Digital Humanities Workbench


Home page > Tools > XML > Introduction

Introduction to XML

XML (Extensible Markup Language) was developed to store the contents of files in a structured way. A central aspect of XML is the use of tags that mark and annotate the structure of both files and individual meaningful elements in a document. XML documents consist only of letters, numbers, and punctuation (they are so so-called plain text files) and contain no specific binary code for formatting or structuring, as is the case with Word documents and Excel files, for example. As a result, XML documents are program and platform-independent: a text file with XML tags created with program A on OS C can also be processed by program B on OS D. In addition, it is an open system that can be used for free. Using XML is a way to make digital information more future-proof: an open and relatively simple standard is a good basis for future reuse of (research) data.

Some key benefits of using XML are:

  • Documents encoded with XML can be edited and processed in various ways. This can be done at the document level, at the level of the individual tagged elements, or at both levels. For research purposes, it is useful, for example, that the content of XML documents can be converted to SPSS files for further statistical analysis.
  • Optimal access to the contents of the documents (text retrieval): these documents can be searched in various ways, making optimal use of the various tagged elements. Ease of access can be improved by indexes, which can be generated automatically based on the tagged elements.
  • XML documents can be shared easily, so that they can also be used by other people.

Although many different XML applications have been developed for encoding specific types of documents (see, for example, the overview of XML Applications and Initiatives on the Cover Pages website), anyone can develop an entirely new coding system that meets the needs of a specific research project, for example. It is also possible to use an existing XML application and to adjust or extend it for a specific research project.

XML has hundreds of applications and is used in many different disciplines. Here are some examples:

  • In the tech industry, XML is widely used to exchange data between different computer programs and systems
  • On the Internet, XHTML (the XML version of HTML) has been used to design web pages since 2001(see, for example, the HTML vs XHTML page on www.W3schools.com). HTML5 (the successor of HTML4 and XHTML) is also based on XML. In addition, more and more dynamic websites are based on files coded with XML (instead of data stored in databases).
  • In the publishing world, XML is used to save documents in such a way that (parts of them) can be published on various media. This is also called ' medium-neutral storage ' (see e.g. Kunst 2010). 'Printing on demand', which allows people to buy just a few relevant digital chapters of a book, rather than the full book, is also made possible by XML.
  • In the library world, XML plays a role in the exchange and joint use of bibliographic data (see e.g. Banerjee 2008).
  • In the archiving world, XML is used for the structured storage of archive inventories. The XML application in question is called Encoded Archival Description (for more information, see e.g. the page about EAD of the DEN Foundation.

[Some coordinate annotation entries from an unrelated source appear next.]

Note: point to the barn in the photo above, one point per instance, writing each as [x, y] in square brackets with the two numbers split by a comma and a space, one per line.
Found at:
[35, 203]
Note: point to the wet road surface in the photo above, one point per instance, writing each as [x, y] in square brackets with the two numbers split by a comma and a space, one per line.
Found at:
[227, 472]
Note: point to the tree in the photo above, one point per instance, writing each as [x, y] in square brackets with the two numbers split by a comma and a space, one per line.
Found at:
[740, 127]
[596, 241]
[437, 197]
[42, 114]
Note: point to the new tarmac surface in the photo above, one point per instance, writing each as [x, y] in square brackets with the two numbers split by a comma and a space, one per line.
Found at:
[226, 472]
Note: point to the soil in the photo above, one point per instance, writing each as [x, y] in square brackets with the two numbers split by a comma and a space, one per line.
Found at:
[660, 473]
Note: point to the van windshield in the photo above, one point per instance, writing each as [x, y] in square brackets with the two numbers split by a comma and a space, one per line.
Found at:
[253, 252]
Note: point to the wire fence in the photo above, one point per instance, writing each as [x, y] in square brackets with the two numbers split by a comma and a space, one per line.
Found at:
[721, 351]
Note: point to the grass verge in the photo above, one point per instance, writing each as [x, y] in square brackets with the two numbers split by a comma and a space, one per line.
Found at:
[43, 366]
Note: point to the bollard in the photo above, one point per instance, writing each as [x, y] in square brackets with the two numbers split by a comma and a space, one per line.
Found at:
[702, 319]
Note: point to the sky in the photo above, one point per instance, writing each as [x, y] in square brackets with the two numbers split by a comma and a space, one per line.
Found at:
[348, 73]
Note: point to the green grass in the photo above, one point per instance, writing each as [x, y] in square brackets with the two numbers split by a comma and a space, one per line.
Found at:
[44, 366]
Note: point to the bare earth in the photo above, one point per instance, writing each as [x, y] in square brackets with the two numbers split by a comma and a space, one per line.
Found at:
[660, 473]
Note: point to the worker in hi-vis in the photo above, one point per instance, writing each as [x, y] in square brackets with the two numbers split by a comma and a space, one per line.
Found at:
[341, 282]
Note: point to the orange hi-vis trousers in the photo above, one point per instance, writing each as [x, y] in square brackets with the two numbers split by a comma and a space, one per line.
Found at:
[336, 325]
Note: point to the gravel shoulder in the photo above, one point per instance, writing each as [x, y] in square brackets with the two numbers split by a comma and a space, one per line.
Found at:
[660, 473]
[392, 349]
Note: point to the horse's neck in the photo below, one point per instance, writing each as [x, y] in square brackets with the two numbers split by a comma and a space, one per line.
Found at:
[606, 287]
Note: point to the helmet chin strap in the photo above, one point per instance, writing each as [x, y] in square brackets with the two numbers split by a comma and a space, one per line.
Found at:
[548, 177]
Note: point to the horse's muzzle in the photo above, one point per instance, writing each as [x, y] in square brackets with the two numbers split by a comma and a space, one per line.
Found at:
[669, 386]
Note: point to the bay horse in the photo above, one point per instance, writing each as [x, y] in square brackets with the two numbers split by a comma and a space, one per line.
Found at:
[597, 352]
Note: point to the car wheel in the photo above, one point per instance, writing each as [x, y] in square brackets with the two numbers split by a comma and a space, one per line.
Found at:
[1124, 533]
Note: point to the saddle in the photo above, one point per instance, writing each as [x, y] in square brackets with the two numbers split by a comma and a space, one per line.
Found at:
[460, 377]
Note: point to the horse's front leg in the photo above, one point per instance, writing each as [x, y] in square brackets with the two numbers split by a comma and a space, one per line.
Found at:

This Workbench focuses on how XML can be used to enhance (mainly textual) documents for research purposes in the humanities, where extra information is often added to digitized textual sources in order to aid analysis of these texts. This can include information about the origin and structure of the documents and/or more content-related information, which is used to classify the content of documents in any number of ways. This process is usually called annotation. Research material enhanced with XML tags can be edited, searched, analysed and presented in various ways (on a website, for example). XML can greatly improve the accessibility of research material, on condition that the XML tags are applied correctly, of course.

In linguistic research and textual analysis, XML is used for the markup and annotation of text corpora, including standard text corpora, such as the British National Corpus and SoNaR, as well as specific research projects. In literary research, XML is used for the annotation of digitized literary texts. The TEI By Example project carried out by the Royal Academy of Dutch Language and Literature provides a good overview of possible applications of XML for annotating poetry . In historical and cultural-historical research, XML is used for the annotation and disclosure of, for example, letters and other historical documents, as well as for the markup of more structured data sets (based on personal archives, for example).

In addition to annotation for research purposes, XML is also widely used for annotation for the delivery and digital publication of primary texts, manuscripts and other documents.